Skutki uboczne po Abilify były zbyt dobitne, żeby je zaakceptować. Ta nieprzyjemna akatyzja ogólnie "rozwalała" funkcjonowanie. Teraz na szczęście jest już ewidentnie lepiej. Nie chcę znowu przechodzić przez coś podobnego i nie chcę mieć ponownie takie nieprzyjemne doświadczenia i takie niedogodności w funkcjonowaniu. A kolejnego "psychotropa" na "schizo" się boję.

 

Na skierowaniu do oddziału dziennego napisano tylko "podejrzenie schizofrenii", a nie "rozpoznanie schizofrenii". Mi moje objawy schizofrenii tak bardzo nie przeszkadzają, samo CZR i natręctwa wystarczająco upośledzają, jeszcze przy takim nastawieniu społeczeństwa.

Udostępnij tę odpowiedź


Odnośnik do odpowiedzi
Udostępnij na innych stronach

Niestety, kłamać (zwłaszcza w celu uniknięcia kary, cierpienia) potrafię od małego.

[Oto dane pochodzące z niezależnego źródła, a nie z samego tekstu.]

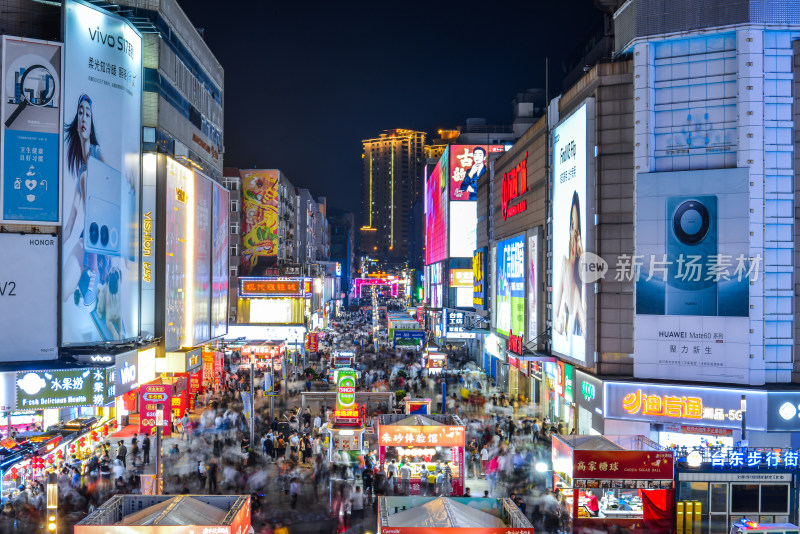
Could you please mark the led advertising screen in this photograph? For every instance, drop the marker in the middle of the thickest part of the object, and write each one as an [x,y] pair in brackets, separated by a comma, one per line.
[219,262]
[101,171]
[31,120]
[201,274]
[180,187]
[463,229]
[27,280]
[468,165]
[569,236]
[692,286]
[510,286]
[260,223]
[436,212]
[534,261]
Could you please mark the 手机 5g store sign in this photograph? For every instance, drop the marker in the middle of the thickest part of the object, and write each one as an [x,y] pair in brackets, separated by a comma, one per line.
[716,407]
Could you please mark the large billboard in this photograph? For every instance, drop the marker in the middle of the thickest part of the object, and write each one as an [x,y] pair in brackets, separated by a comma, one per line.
[219,262]
[201,273]
[692,286]
[30,114]
[436,212]
[510,287]
[180,185]
[101,171]
[260,223]
[569,235]
[468,165]
[534,277]
[28,280]
[463,228]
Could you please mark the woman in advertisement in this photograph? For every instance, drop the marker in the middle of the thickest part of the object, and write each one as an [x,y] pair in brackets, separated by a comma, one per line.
[570,318]
[89,277]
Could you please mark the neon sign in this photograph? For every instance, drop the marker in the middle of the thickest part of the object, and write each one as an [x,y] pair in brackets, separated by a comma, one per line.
[515,183]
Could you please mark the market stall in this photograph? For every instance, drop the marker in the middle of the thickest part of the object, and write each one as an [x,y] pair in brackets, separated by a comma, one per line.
[448,515]
[425,444]
[166,514]
[627,481]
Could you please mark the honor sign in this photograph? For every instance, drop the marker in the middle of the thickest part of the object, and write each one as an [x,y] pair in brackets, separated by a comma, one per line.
[346,388]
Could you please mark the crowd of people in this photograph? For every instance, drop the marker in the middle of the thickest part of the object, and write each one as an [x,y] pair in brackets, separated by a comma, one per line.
[287,471]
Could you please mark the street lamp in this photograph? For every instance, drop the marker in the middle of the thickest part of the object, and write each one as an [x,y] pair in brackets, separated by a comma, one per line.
[159,427]
[52,503]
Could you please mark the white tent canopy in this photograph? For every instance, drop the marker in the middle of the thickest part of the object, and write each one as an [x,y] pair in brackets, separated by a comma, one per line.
[444,512]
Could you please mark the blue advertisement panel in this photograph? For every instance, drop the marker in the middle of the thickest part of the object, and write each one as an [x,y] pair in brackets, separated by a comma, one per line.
[692,290]
[30,112]
[511,286]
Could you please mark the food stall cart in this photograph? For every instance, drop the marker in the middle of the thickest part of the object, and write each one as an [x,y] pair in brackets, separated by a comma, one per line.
[168,514]
[627,481]
[450,515]
[423,443]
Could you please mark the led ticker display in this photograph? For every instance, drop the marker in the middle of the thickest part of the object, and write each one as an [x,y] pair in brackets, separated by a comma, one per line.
[267,287]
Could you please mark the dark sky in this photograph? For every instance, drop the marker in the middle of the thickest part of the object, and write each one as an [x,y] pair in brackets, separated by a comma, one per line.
[305,81]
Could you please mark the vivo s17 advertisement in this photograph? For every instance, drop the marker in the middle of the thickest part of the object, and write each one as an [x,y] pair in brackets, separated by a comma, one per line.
[692,292]
[101,176]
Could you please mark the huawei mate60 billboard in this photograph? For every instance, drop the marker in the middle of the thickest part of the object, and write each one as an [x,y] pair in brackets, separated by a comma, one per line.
[101,175]
[693,281]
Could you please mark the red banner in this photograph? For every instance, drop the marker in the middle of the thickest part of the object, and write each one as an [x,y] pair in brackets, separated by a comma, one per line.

Przez między innymi to mogę myśleć, że nie jestem aspergerowcem. Mimo tego ZA stwierdzili u mnie bez większych wątpliwości, gdy miałem ok. 17 lat. Obecnie nie chcę kłamać ze względów religijnych. To, że umiem kłamać, nie czyni mnie jakoś (zbytnio) mniej biednym człowiekiem.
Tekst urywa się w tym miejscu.